To get an idea of what the images look like, we can use matshow
which is short for matrix show. It takes a 2D matrix and plots it as a grayscale image. To get the actual color bar, we use the matplotlib plt.gray()
.
plt.gray()
plt.matshow(digits.images[8])
<matplotlib.image.AxesImage at 0x7f34e27a32b0>
<Figure size 640x480 with 0 Axes>
and we can pick another one
plt.gray()
plt.matshow(digits.images[198])
<matplotlib.image.AxesImage at 0x7f34e272afa0>
<Figure size 640x480 with 0 Axes>
For easier ML, we will reload it differently:
digits_X, digits_y = datasets.load_digits(return_X_y=True)
This has one row for each sample and has reshaped the 8x8 image into a 64 length vector.
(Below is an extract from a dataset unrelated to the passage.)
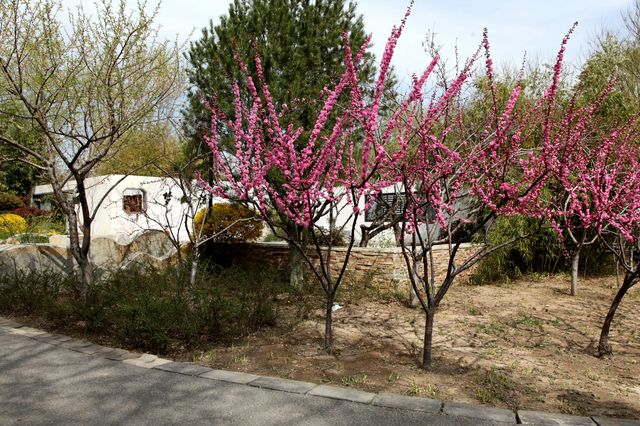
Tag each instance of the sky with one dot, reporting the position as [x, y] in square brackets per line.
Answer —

So we have one ‘feature’ for each pixel in the images.
digits_X.shape
(1797, 64)
Now we can train a model and generate a learning curve.
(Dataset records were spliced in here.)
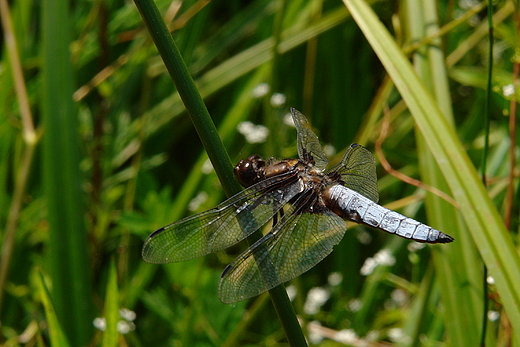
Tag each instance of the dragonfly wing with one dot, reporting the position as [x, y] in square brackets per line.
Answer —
[298, 242]
[358, 170]
[222, 226]
[308, 143]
svm_clf_digits = svm.SVC()
train_sizes, train_scores, test_scores, fit_times, score_times = model_selection.learning_curve(
svm_clf_digits,digits_X, digits_y,
train_sizes= [.1,.2,.3,.4,.5,.6,.8,.9, .95,.97,.99],return_times=True)
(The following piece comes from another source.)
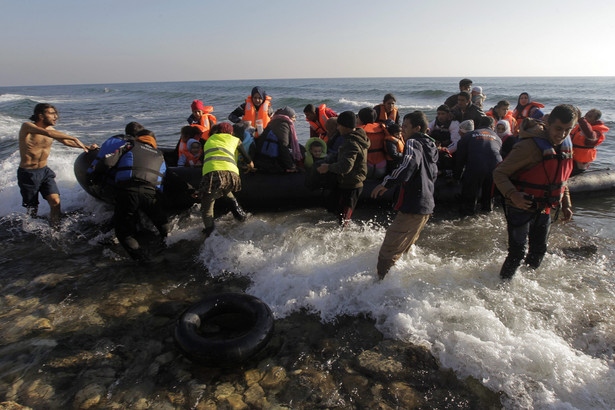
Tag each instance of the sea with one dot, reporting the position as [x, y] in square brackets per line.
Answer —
[546, 339]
and we will make this into a DataFrame the same way as with the iris data above.
digits_curve_df = pd.DataFrame(data = np.asarray([train_sizes, train_scores.mean(axis=1), test_scores.mean(axis=1),
fit_times.mean(axis=1), score_times.mean(axis=1)]).T,
columns = ['train_sizes', 'train_scores', 'test_scores', 'fit_times', 'score_times'])
digits_curve_df
train_sizes | train_scores | test_scores | fit_times | score_times | |
---|---|---|---|---|---|
0 | 143.0 | 0.991608 | 0.817487 | 0.002587 | 0.004109 |
1 | 287.0 | 0.993031 | 0.855317 | 0.004158 | 0.005329 |
2 | 431.0 | 0.998144 | 0.906541 | 0.006462 | 0.007242 |
3 | 574.0 | 0.996167 | 0.932690 | 0.009223 | 0.008924 |
4 | 718.0 | 0.998886 | 0.942696 | 0.012506 | 0.010505 |
5 | 862.0 | 0.996984 | 0.948813 | 0.015840 | 0.011988 |
6 | 1149.0 | 0.997041 | 0.957722 | 0.022564 | 0.014006 |
7 | 1293.0 | 0.997525 | 0.959947 | 0.027328 | 0.015204 |
8 | 1365.0 | 0.996923 | 0.962730 | 0.029340 | 0.015896 |
9 | 1393.0 | 0.997128 | 0.962728 | 0.030480 | 0.016153 |
10 | 1422.0 | 0.997046 | 0.962171 | 0.031185 | 0.016165 |
digits_curve_df_tall = digits_curve_df.melt(id_vars = 'train_sizes', value_vars=[ 'train_scores', 'test_scores'])
sns.relplot(data =digits_curve_df_tall, x = 'train_sizes',y='value',hue='variable',)
<seaborn.axisgrid.FacetGrid at 0x7f34e26f8b50>
This larger gap shows that a different model or maybe more data could help us learn better. Th good news is that we are probably not overfitting, overfitting would occur when the training accuracy still improves but the test accuracy goes down.
20.4. Decision Tree with digits data#
dt_digits = tree.DecisionTreeClassifier()
train_sizes, train_scores, test_scores, fit_times, score_times = model_selection.learning_curve(
dt_digits,digits_X, digits_y,
train_sizes= [.1,.2,.3,.4,.5,.6,.8,.9, .95,.97,.99],return_times=True)
train_scores.shape
(11, 5)
digits_curve_df_dt = pd.DataFrame(data = np.asarray([train_sizes, train_scores.mean(axis=1), test_scores.mean(axis=1),
fit_times.mean(axis=1), score_times.mean(axis=1)]).T,
columns = ['train_sizes', 'train_scores', 'test_scores', 'fit_times', 'score_times'])
digits_curve_df_dt
train_sizes | train_scores | test_scores | fit_times | score_times | |
---|---|---|---|---|---|
0 | 143.0 | 1.0 | 0.523109 | 0.001890 | 0.000509 |
1 | 287.0 | 1.0 | 0.562609 | 0.003171 | 0.000504 |
2 | 431.0 | 1.0 | 0.652221 | 0.004621 | 0.000497 |
3 | 574.0 | 1.0 | 0.714005 | 0.006094 | 0.000537 |
4 | 718.0 | 1.0 | 0.693957 | 0.007682 | 0.000507 |
5 | 862.0 | 1.0 | 0.732357 | 0.009832 | 0.000500 |
6 | 1149.0 | 1.0 | 0.776888 | 0.012870 | 0.000558 |
7 | 1293.0 | 1.0 | 0.782417 | 0.014844 | 0.000612 |
8 | 1365.0 | 1.0 | 0.778548 | 0.016115 | 0.000559 |
9 | 1393.0 | 1.0 | 0.792453 | 0.016198 | 0.000515 |
10 | 1422.0 | 1.0 | 0.789123 | 0.016324 | 0.000605 |
digits_curve_df_tall_dt = digits_curve_df_dt.melt(id_vars = 'train_sizes', value_vars=[ 'train_scores', 'test_scores'])
sns.relplot(data =digits_curve_df_tall_dt, x = 'train_sizes',y='value',hue='variable',)
<seaborn.axisgrid.FacetGrid at 0x7f34e2623c40>
This one does much worse that above.
Important
I spent time also giving help and answering questions for A11.